2015 イベント参加記-2:中小企業案件について

Bid & Proposal Con 2015に参加してきました。

コマーシャルとは中小企業の顧客市場のことです。
提案書に関連する業務を専門スキルを持った別の担当者やチームを立てて任せるという発想は、案件が十分に大きいときに出る発想であり、もともと米国から発生したということは、テクニカルライティングもしかりですが、軍事用途からきているということです。
したがって、提案サポートの案件は、軍事からきて、巨大とはいわないまでも大規模な公共の入札案件、各業種のグローバルレベルの大企業あるいはシンジケートの案件などが一般的に想定されてきました。
APMPのカンファレンスでは、コマーシャルトラックという、中小企業向けのセッションがあり、この数年、中小企業向けにかなりこだわっている私も、興味を持って参加しました。
中小企業といえば、国内で仕事をしている限り、国内のみのビジネスしかみていませんでしたが、(もちろん、大企業顔負け、あるいは凌駕するような全世界に羽ばたく企業も多々あるのが日本ですよね)米国の中小企業向けはどう違うんだろう、というのがごく自然に想起される問いです。
初日に参加したセッションは、

「When Time is Not on Your Side: Winning in a Commercial Proposal World」
http://www.apmp.org/page/Hamaker_5_27

時間との闘いについての「ビデオ」を最初に見せられました。これが非常にキャッチーで、内容も経験したことがある人なら誰もが非常にどきどきしながら観ていたと思います。

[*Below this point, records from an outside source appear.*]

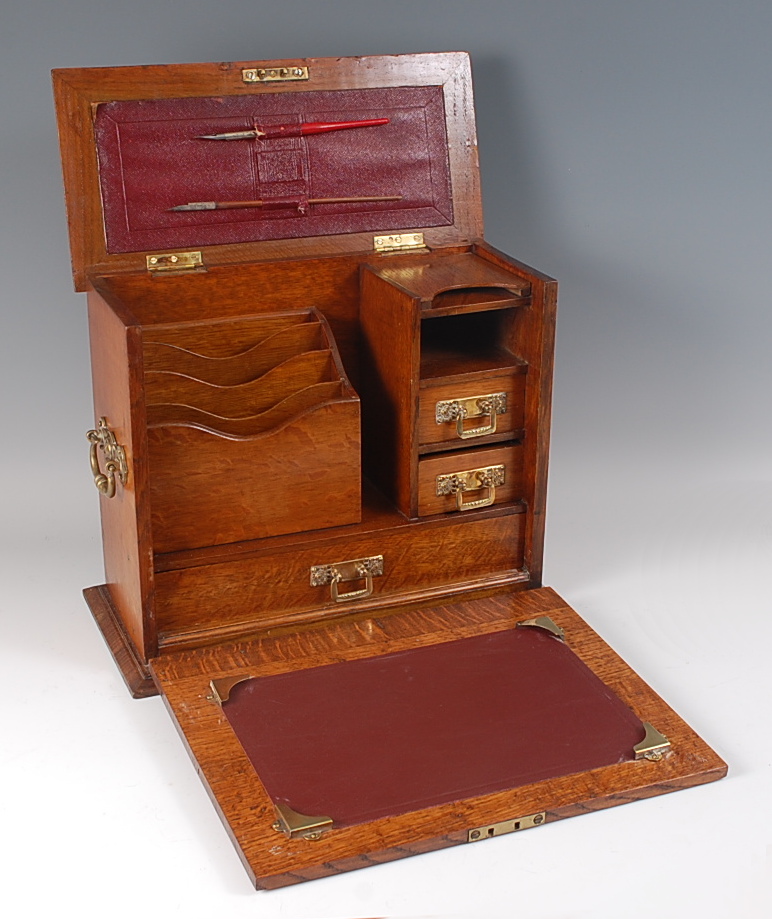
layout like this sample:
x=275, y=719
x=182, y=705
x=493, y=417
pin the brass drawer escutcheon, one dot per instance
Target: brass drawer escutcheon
x=456, y=483
x=102, y=438
x=458, y=410
x=353, y=570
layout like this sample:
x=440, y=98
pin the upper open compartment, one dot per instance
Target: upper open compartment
x=335, y=151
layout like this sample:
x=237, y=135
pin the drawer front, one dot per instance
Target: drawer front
x=420, y=560
x=502, y=399
x=470, y=479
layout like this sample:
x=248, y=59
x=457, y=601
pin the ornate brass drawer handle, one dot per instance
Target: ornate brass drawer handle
x=353, y=570
x=456, y=483
x=458, y=410
x=103, y=439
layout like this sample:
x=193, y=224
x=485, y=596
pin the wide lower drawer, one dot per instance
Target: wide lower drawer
x=467, y=480
x=416, y=561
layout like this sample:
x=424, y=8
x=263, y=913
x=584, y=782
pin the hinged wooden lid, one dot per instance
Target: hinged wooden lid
x=133, y=142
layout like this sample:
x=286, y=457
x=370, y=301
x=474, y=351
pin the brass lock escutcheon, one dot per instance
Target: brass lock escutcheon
x=458, y=410
x=456, y=483
x=353, y=570
x=102, y=438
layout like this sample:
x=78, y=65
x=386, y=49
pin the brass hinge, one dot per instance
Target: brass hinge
x=175, y=261
x=506, y=826
x=273, y=74
x=398, y=242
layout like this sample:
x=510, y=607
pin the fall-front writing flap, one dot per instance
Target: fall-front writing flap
x=369, y=739
x=263, y=160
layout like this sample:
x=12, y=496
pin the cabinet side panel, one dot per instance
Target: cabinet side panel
x=533, y=340
x=116, y=360
x=389, y=389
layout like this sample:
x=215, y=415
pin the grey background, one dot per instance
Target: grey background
x=625, y=149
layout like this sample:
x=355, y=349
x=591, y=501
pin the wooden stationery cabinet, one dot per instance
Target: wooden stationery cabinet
x=321, y=426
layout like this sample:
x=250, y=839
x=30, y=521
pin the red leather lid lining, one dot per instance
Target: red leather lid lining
x=151, y=160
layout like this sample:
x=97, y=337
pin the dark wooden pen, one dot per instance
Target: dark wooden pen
x=301, y=129
x=280, y=203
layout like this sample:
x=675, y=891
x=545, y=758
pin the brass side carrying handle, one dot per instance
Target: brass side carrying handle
x=489, y=406
x=456, y=483
x=102, y=438
x=353, y=570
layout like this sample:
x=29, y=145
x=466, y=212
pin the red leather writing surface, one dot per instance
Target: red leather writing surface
x=150, y=159
x=372, y=738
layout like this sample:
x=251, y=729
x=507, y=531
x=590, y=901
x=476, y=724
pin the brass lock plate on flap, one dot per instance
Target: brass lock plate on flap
x=490, y=405
x=506, y=826
x=274, y=74
x=352, y=570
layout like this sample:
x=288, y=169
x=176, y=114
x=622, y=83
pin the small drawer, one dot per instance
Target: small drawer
x=462, y=412
x=467, y=480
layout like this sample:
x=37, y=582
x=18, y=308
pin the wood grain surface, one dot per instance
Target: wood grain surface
x=247, y=811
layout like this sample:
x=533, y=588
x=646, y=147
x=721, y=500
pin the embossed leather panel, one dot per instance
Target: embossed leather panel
x=150, y=159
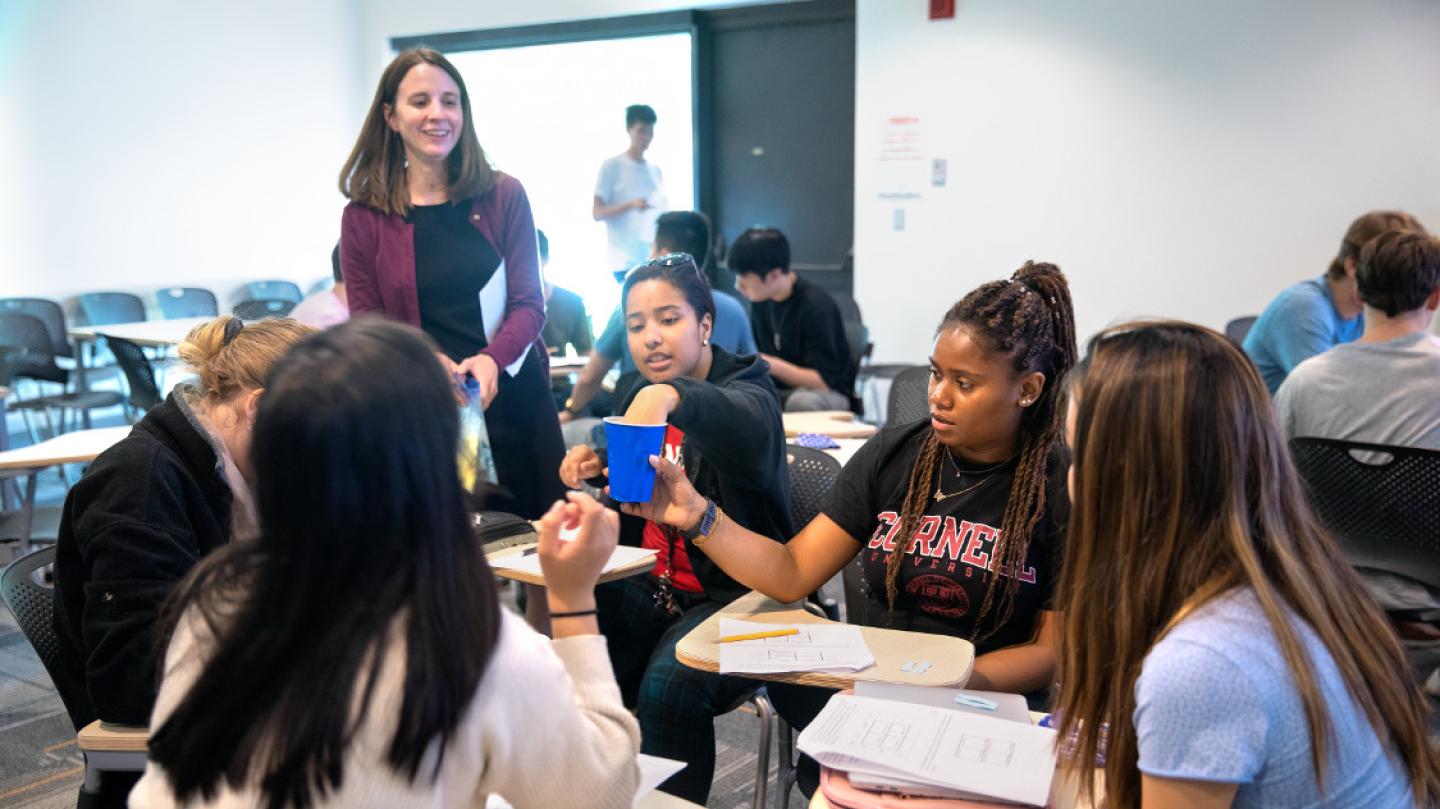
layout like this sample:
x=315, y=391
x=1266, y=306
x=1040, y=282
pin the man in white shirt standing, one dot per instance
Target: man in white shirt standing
x=630, y=193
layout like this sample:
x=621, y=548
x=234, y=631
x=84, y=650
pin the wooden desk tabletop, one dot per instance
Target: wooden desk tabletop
x=951, y=658
x=100, y=736
x=835, y=423
x=146, y=333
x=75, y=446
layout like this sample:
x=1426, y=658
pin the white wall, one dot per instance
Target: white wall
x=1175, y=159
x=150, y=143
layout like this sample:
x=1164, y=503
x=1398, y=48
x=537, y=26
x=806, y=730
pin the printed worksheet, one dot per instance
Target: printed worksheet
x=815, y=647
x=982, y=756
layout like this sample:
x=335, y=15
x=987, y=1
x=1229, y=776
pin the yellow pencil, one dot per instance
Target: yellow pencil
x=761, y=635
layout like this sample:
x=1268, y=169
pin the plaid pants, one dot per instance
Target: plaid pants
x=676, y=704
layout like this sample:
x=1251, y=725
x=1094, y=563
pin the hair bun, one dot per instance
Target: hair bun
x=228, y=356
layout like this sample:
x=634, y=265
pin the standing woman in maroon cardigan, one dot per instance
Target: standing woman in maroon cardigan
x=437, y=238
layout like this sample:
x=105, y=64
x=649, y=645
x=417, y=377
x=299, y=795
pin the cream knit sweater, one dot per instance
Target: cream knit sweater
x=546, y=730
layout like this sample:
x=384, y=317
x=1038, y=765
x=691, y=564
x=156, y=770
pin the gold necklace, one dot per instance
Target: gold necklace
x=942, y=495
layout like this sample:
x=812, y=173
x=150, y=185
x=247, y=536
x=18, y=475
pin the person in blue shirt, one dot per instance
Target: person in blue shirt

その内容は、まず、コマーシャル案件の入札案件想定から始まります。締め切りと、RFPがあり、提出物や決められた回答内容がある案件です。

通常の案件なら十分な時間とさまざまなチームとの協力関係によって成り立つ提案書作成プロセスですが、RFPが急に来る場合、これは成り立ちません。チームとチーム、ステップとステップの間に溝(トラップかもしれません!)があって、何が起こるか危険きわまりありません。
また、情報が集まって提案書を作成する作業段階でも、当てはまるひな形がなかったり、顧客に訴えかけるメッセージなど、調べたり一から作ることがあとから出てきたりします。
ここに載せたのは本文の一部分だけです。